= John Harley (bishop, died 1558) =

English bishop

John Harley (died 1558) was an English bishop of Hereford. A strong Protestant, he was praised in verse by John Leland.

==Life==
He was probably born at Newport Pagnell, Buckinghamshire, according to Browne Willis. He was educated at Magdalen College, Oxford, of which he was probationer-fellow from 1537 to 1542. He graduated B.A. on 5 July 1536, and M.A. on 4 June 1540.

He was master of Magdalen School from 1542 to August 1548, when he became chaplain to John Dudley, 1st Earl of Warwick, and tutor to his children. During Lent 1547 he preached at St. Peter's-in-the-East, Oxford, a sermon against the pope. It alarmed the university authorities, and Harley was hastily summoned to London to be examined on a charge of heresy; but when the king's views became known he was speedily liberated.

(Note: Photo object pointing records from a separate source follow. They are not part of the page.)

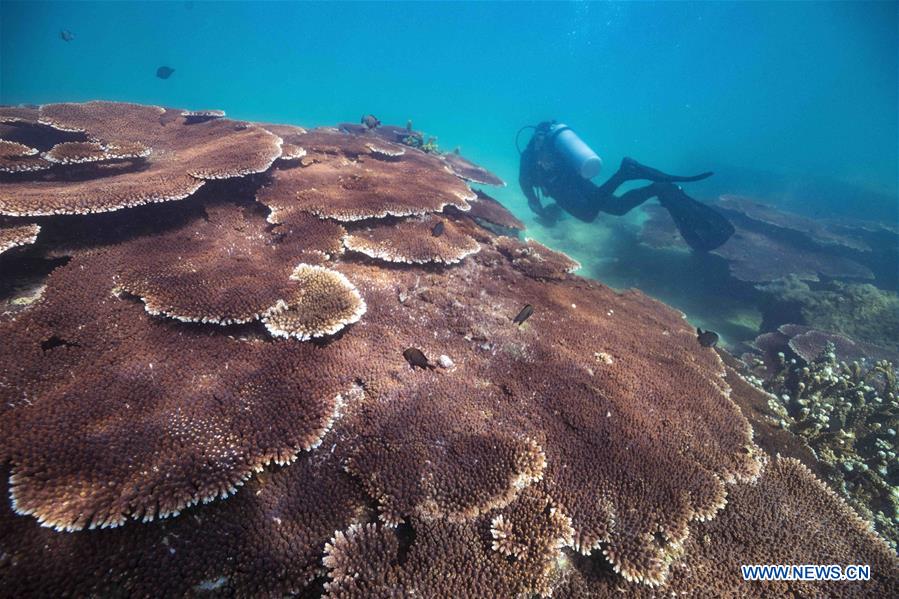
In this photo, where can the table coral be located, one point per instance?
(595, 447)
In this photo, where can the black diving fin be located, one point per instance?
(633, 170)
(702, 227)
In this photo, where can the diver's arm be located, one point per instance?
(526, 181)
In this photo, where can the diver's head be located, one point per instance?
(554, 141)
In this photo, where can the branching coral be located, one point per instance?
(16, 235)
(862, 312)
(342, 186)
(177, 158)
(848, 414)
(530, 450)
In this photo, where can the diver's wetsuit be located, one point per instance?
(543, 170)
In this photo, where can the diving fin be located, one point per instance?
(702, 227)
(633, 170)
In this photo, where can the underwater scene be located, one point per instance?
(449, 299)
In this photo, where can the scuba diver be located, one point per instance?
(556, 163)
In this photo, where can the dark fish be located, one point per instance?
(164, 72)
(416, 358)
(706, 338)
(370, 121)
(523, 315)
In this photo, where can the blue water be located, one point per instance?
(794, 102)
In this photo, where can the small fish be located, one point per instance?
(164, 72)
(706, 338)
(370, 121)
(523, 315)
(416, 358)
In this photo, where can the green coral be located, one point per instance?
(857, 310)
(848, 415)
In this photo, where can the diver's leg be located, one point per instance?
(633, 198)
(631, 170)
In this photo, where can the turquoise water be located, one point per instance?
(795, 102)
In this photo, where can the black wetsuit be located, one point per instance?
(544, 172)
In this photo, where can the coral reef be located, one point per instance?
(279, 443)
(848, 415)
(760, 252)
(17, 235)
(860, 311)
(413, 241)
(182, 157)
(468, 170)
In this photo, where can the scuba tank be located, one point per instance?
(577, 154)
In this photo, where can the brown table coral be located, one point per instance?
(594, 447)
(177, 157)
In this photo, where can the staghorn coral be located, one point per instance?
(182, 158)
(848, 415)
(17, 235)
(412, 241)
(341, 185)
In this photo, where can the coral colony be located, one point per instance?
(212, 392)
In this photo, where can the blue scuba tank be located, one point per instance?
(578, 154)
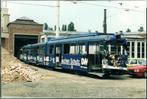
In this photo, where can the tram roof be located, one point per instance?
(83, 38)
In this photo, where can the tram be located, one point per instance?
(93, 53)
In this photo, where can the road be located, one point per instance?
(57, 84)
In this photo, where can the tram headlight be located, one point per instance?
(105, 61)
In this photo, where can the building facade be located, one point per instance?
(23, 31)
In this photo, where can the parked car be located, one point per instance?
(137, 67)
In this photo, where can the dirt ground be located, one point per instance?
(56, 84)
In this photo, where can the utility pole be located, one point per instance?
(105, 22)
(58, 18)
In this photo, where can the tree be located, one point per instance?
(140, 29)
(71, 26)
(45, 26)
(128, 30)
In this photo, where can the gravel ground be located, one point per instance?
(57, 84)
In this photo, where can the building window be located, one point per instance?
(138, 49)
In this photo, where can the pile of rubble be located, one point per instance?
(14, 70)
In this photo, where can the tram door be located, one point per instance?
(58, 54)
(94, 57)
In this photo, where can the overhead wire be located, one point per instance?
(33, 4)
(81, 2)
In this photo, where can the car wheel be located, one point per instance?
(145, 74)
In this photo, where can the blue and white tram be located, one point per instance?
(93, 53)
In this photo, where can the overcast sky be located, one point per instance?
(86, 15)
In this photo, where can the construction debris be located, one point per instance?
(13, 69)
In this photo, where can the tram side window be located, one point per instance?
(41, 51)
(34, 51)
(92, 49)
(66, 48)
(83, 49)
(73, 49)
(51, 49)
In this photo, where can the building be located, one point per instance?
(23, 31)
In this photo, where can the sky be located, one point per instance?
(86, 15)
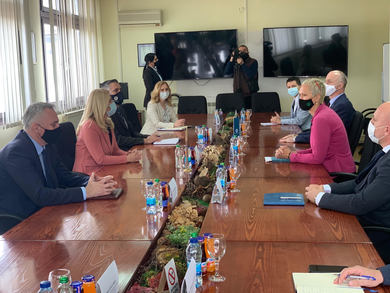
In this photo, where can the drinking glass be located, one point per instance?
(216, 247)
(54, 277)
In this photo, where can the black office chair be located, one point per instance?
(265, 102)
(66, 144)
(369, 150)
(192, 105)
(229, 102)
(131, 113)
(355, 132)
(7, 222)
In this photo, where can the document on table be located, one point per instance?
(168, 141)
(320, 283)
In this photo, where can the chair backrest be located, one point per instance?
(192, 105)
(355, 131)
(66, 144)
(7, 222)
(369, 150)
(229, 102)
(265, 102)
(131, 113)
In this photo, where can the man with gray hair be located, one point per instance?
(336, 81)
(31, 173)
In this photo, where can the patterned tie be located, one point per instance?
(370, 165)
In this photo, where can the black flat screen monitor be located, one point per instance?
(194, 55)
(305, 51)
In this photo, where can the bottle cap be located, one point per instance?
(88, 278)
(64, 279)
(76, 284)
(45, 284)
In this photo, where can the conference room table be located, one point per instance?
(264, 244)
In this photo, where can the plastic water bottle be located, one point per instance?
(150, 199)
(64, 286)
(194, 251)
(45, 287)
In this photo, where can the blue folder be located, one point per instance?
(284, 199)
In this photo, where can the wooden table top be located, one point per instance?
(23, 264)
(245, 218)
(267, 267)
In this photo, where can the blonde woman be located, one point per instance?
(160, 113)
(96, 144)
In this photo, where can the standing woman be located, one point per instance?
(96, 144)
(160, 113)
(328, 138)
(150, 75)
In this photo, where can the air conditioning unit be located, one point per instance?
(137, 17)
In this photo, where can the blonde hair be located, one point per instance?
(316, 87)
(155, 95)
(96, 109)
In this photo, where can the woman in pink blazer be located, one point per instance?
(328, 138)
(96, 144)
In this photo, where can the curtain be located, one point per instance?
(70, 49)
(11, 98)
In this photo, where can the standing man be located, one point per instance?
(336, 81)
(150, 75)
(125, 132)
(245, 73)
(31, 173)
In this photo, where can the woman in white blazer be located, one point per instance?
(160, 113)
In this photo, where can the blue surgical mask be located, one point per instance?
(113, 108)
(293, 91)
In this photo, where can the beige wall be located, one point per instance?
(368, 29)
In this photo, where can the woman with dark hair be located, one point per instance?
(150, 75)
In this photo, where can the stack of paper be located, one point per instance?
(320, 283)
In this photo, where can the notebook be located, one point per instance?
(276, 160)
(320, 283)
(283, 199)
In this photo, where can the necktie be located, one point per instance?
(50, 174)
(370, 165)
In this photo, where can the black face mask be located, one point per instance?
(306, 105)
(118, 98)
(244, 56)
(51, 136)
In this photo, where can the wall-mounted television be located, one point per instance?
(305, 51)
(194, 55)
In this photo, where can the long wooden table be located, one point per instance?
(265, 243)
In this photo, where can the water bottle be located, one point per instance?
(64, 286)
(150, 199)
(45, 287)
(194, 251)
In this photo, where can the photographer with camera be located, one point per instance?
(245, 73)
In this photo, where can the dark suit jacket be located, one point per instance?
(369, 200)
(125, 134)
(150, 79)
(343, 107)
(23, 188)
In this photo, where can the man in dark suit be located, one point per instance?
(31, 174)
(150, 75)
(336, 81)
(368, 195)
(126, 135)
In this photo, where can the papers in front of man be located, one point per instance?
(320, 283)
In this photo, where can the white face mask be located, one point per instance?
(164, 95)
(371, 133)
(330, 89)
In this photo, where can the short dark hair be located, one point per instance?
(105, 84)
(294, 78)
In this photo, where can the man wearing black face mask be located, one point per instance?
(31, 173)
(245, 74)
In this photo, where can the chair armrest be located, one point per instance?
(342, 176)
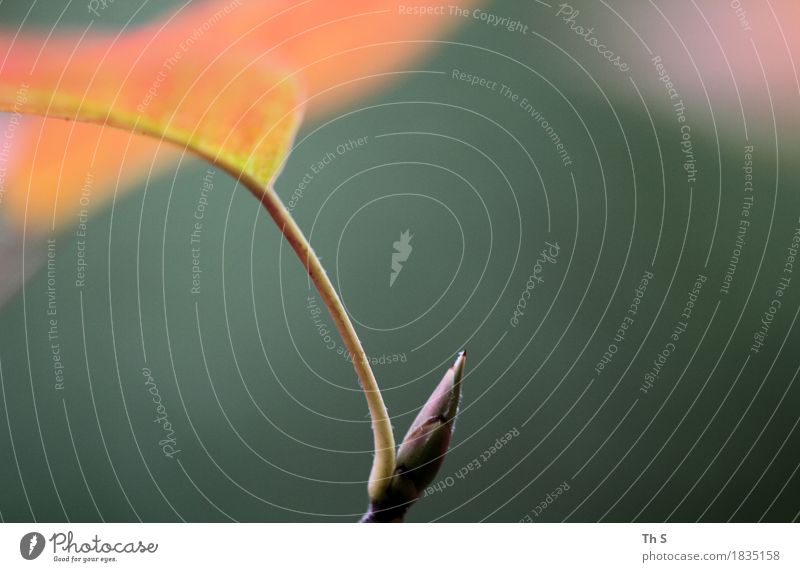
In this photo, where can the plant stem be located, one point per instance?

He became rector of Upton-upon-Severn, Worcestershire, on 9 May 1550, being then B.D. and vicar of Kidderminster in the same county, and incumbent of Maiden Bradley, Wiltshire, on the following 30 September. Edward VI made him his chaplain in 1551, and sent him, along with five other chaplains known for their preaching, on an evangelising tour throughout England. In 1552 he was considered likely to succeed Owen Oglethorpe as president of Magdalen College, but he lost the election.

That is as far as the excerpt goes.